Monseigneur de la Moignon, chevalier conseiller d'estat ordinaire, intendant en Languedoc
Supplie humblement Sr david Bonnal, marchand du lieu de St Martin de Boubaux, habitant depuis dix-huit mois en la ville d'Alès, et vous représente que s'étant toujours distingué dans le service et le zèle de la religion, il aurait été obligé pour garantir sa vie de la fureur des rebelles de se retirer audit Alès avec toute son entière famille, en haine de quoi lesdits scélérats révoltés lui pillèrent et brûlèrent presque tout ce qu'il avait dans ladite paroisse de St Martin de Boubaux. Cependant, quoique distingué du nombre des Nouveaux Convertis par plusieurs décharges que vous lui avez fait la grâce de lui accorder sur plusieurs certificats de fidélité qui vous ont paru, on n'a pas resté que de le traiter sans distinction avec beaucoup de rigueur dans l'exécution des ordres de Sa Majesté et de lui faire brûler ce qui lui restait encore après le brûlement des rebelles.
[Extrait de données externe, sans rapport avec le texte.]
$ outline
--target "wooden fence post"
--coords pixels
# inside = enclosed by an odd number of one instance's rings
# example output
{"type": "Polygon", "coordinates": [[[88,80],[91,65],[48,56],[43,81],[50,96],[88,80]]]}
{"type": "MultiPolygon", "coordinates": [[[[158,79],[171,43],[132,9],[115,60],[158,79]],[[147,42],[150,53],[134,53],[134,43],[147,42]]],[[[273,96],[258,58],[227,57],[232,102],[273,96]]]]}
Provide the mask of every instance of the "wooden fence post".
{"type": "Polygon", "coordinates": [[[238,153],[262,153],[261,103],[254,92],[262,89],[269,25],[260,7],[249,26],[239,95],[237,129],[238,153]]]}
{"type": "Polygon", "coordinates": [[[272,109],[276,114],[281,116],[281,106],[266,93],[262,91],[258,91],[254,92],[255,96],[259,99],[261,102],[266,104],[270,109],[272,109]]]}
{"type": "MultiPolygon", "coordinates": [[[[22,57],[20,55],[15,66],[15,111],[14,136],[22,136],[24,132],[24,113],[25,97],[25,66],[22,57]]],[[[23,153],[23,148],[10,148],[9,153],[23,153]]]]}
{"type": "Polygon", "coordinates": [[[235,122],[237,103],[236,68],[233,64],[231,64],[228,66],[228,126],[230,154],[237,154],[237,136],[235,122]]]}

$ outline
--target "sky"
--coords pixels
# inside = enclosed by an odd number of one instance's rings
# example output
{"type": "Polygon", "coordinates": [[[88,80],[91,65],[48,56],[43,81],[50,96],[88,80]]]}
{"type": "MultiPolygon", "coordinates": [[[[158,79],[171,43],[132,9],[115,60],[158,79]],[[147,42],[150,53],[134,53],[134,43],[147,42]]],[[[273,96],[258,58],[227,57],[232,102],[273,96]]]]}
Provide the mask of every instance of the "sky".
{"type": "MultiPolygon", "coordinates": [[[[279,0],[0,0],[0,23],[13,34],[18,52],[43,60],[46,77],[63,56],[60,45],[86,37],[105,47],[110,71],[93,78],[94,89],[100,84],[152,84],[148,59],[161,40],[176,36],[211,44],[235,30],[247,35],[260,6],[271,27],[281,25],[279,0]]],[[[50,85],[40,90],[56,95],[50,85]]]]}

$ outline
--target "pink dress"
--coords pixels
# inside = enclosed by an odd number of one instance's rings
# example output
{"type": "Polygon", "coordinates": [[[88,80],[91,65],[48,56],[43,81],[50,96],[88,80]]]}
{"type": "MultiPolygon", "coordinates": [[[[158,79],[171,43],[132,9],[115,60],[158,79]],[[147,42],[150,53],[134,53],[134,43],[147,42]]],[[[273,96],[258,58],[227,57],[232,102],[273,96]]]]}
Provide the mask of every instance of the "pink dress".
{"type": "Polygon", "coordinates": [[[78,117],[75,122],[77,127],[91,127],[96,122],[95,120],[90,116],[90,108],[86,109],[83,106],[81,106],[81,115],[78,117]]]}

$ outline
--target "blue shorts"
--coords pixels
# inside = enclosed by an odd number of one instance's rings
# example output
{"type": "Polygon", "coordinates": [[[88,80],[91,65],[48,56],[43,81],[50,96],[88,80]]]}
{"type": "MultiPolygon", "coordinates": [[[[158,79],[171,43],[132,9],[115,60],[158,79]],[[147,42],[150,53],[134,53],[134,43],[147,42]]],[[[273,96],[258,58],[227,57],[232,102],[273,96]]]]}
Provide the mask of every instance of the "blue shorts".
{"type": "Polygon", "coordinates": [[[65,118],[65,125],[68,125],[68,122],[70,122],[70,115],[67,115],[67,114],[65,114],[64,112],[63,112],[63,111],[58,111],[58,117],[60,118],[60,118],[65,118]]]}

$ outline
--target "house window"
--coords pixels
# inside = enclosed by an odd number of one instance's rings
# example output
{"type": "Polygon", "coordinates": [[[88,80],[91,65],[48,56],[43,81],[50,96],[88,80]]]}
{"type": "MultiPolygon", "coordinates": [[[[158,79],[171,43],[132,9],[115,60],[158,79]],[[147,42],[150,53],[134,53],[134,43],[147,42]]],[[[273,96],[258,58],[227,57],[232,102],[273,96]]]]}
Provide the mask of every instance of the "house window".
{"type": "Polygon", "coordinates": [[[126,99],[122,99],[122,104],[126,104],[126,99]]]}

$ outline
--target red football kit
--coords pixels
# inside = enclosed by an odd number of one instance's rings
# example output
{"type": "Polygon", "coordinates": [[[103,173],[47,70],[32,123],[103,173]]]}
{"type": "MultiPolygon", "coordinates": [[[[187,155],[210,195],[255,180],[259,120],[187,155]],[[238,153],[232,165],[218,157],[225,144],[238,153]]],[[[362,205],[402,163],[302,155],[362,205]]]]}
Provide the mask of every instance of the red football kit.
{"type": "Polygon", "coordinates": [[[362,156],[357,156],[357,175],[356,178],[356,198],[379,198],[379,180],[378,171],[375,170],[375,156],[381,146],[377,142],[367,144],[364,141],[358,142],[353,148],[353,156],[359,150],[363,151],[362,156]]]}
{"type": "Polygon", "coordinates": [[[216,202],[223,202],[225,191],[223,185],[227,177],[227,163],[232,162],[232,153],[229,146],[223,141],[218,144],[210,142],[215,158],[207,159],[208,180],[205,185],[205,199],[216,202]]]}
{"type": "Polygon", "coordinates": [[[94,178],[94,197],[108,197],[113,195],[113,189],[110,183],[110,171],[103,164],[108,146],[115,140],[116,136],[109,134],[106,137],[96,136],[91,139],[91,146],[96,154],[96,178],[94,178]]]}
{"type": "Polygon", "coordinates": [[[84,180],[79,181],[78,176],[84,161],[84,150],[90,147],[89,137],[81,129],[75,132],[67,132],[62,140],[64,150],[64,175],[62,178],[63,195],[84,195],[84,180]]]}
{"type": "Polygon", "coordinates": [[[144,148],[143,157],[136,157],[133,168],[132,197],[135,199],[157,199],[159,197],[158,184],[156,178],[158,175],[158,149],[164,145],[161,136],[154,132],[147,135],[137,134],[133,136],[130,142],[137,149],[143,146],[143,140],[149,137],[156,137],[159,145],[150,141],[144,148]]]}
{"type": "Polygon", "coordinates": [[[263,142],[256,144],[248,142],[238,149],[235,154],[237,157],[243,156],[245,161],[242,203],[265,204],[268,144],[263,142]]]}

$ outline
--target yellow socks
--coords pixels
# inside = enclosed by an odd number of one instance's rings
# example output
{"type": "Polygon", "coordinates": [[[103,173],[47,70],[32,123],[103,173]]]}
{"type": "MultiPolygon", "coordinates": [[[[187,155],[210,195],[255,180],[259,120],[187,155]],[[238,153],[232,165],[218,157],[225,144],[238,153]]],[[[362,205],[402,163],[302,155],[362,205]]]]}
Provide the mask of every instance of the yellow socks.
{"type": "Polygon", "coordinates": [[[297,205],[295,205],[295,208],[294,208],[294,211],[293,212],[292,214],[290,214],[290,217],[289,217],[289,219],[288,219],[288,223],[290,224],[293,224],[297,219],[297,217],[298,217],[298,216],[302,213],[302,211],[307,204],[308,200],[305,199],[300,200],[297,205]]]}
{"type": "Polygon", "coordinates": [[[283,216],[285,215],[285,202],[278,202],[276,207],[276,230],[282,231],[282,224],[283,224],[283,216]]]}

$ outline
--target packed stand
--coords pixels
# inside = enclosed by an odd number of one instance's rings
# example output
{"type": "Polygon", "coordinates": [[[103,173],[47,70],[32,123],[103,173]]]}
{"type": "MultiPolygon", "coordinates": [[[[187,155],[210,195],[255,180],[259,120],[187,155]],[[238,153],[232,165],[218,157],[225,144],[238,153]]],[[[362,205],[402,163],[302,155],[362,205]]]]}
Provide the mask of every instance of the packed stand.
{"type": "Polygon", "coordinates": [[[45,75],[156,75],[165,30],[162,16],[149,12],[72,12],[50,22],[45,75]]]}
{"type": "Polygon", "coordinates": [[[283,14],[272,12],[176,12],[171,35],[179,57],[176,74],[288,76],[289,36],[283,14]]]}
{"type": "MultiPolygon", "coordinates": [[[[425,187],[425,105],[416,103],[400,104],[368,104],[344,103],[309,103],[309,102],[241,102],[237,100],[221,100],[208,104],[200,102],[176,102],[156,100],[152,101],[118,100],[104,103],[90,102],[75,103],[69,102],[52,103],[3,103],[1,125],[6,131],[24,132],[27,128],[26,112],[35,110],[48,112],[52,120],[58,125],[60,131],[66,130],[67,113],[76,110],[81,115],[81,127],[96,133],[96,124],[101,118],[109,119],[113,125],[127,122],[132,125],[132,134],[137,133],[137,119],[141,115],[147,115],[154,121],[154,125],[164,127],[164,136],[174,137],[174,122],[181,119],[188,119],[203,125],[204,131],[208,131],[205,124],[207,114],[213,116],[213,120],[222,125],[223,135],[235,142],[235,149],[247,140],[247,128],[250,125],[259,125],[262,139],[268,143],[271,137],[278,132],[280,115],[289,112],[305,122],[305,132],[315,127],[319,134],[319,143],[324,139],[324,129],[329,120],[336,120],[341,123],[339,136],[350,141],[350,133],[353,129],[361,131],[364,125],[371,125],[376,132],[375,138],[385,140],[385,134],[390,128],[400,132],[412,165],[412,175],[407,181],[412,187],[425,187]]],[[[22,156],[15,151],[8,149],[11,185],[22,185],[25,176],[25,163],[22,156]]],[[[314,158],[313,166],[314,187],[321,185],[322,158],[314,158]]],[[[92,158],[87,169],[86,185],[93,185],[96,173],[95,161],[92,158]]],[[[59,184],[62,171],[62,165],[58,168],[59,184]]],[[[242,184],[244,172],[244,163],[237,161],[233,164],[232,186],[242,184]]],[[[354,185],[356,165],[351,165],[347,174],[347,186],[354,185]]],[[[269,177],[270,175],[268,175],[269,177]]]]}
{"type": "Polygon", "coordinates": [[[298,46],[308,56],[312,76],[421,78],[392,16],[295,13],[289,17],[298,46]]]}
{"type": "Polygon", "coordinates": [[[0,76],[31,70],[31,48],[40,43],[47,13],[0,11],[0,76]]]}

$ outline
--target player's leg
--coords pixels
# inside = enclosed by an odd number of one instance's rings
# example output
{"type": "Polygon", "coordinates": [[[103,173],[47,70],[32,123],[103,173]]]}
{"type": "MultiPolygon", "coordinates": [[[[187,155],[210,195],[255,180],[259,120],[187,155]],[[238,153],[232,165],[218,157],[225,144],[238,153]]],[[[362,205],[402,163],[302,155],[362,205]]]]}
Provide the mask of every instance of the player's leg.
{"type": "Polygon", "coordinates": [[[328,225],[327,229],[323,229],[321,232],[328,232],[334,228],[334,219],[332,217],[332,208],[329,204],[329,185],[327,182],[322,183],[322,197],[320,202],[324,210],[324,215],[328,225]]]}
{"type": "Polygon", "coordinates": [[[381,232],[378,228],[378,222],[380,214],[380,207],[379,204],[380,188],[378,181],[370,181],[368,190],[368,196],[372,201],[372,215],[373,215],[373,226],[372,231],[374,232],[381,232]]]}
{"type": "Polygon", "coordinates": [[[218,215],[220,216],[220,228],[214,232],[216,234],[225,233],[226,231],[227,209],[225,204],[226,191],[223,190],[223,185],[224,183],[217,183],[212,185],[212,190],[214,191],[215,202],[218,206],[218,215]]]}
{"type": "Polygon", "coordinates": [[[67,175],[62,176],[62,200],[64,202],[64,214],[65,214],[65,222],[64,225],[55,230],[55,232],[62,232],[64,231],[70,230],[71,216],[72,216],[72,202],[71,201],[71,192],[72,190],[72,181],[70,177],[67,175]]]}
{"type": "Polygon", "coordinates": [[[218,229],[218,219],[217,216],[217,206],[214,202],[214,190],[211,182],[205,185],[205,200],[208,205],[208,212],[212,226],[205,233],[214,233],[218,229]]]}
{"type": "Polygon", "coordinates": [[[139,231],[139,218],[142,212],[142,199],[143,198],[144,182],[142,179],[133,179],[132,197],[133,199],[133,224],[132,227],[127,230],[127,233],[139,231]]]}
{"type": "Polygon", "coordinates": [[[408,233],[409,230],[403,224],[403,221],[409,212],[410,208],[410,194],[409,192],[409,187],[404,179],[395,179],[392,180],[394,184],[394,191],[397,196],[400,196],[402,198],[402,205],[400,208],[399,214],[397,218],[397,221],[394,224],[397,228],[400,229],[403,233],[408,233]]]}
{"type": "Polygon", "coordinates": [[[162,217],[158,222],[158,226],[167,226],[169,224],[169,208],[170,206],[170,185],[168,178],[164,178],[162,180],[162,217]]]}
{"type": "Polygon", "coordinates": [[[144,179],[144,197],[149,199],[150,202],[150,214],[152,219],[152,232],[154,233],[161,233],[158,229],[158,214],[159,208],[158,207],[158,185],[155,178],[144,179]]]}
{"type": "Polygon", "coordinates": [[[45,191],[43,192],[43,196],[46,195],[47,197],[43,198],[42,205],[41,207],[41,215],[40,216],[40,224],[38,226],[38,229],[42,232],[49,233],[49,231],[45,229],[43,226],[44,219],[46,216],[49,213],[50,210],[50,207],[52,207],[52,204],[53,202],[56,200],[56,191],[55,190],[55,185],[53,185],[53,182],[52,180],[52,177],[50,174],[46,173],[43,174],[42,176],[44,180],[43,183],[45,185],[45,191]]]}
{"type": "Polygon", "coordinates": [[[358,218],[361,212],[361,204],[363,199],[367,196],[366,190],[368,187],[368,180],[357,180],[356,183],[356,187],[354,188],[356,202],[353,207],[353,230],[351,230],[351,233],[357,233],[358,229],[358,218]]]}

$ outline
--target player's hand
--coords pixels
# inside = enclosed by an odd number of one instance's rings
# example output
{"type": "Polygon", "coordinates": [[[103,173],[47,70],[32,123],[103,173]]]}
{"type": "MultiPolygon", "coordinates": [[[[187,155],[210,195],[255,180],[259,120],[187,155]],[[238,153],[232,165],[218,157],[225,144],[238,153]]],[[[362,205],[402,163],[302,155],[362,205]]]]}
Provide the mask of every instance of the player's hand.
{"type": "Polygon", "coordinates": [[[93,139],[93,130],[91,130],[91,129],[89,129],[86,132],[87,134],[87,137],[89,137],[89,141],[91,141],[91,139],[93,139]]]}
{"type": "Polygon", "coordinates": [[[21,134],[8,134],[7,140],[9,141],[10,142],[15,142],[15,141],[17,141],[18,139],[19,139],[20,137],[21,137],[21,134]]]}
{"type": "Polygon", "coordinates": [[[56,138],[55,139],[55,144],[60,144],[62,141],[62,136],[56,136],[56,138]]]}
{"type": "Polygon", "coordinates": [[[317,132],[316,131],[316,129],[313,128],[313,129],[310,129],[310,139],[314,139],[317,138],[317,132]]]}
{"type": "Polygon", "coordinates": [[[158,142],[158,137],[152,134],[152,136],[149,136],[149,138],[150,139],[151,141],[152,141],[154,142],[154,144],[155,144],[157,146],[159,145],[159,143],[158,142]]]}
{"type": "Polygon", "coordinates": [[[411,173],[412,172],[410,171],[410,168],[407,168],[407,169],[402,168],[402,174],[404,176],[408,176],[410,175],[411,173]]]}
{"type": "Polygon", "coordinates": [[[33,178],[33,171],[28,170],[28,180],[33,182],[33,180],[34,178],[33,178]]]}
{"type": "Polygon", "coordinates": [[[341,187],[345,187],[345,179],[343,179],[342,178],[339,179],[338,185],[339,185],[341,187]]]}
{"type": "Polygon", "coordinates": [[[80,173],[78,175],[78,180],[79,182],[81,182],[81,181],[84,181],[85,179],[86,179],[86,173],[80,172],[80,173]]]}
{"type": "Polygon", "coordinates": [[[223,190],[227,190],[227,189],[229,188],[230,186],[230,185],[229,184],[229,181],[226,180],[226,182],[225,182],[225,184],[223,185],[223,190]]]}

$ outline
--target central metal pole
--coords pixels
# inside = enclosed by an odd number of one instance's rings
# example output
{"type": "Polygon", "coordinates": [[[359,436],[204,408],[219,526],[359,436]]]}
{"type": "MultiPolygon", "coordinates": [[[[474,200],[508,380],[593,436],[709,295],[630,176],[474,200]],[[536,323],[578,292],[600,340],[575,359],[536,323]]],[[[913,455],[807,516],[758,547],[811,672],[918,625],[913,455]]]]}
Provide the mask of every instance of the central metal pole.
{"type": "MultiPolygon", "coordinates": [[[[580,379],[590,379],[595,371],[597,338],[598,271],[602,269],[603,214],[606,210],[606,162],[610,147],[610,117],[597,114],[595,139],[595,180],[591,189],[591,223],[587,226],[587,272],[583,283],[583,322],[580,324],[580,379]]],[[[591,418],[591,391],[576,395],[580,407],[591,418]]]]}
Ce qui fait qu'il se trouve aujourd'hui hors d'état de pouvoir faire subsister sa famille et dépourvu de beaucoup de denrées qui lui ont été brûlées avec ses dites maisons et effets, en telle sorte qu'à l'avenir connaissant la fidélité du suppliant vous lui ferez la grâce de l'indemniser de ce qui peut lui avoir été consumé par le feu ou enlevé par les attroupés. C'est pourquoi il a recours à vous, à ce qu'il vous plaise Monseigneur permettre au suppliant de faire procéder à une juste estimation de toutes ses maisons et effets et denrées qui lui ont été brûlées et enlevées et faire justice et le suppliant priera Dieu pour votre santé et prospérité.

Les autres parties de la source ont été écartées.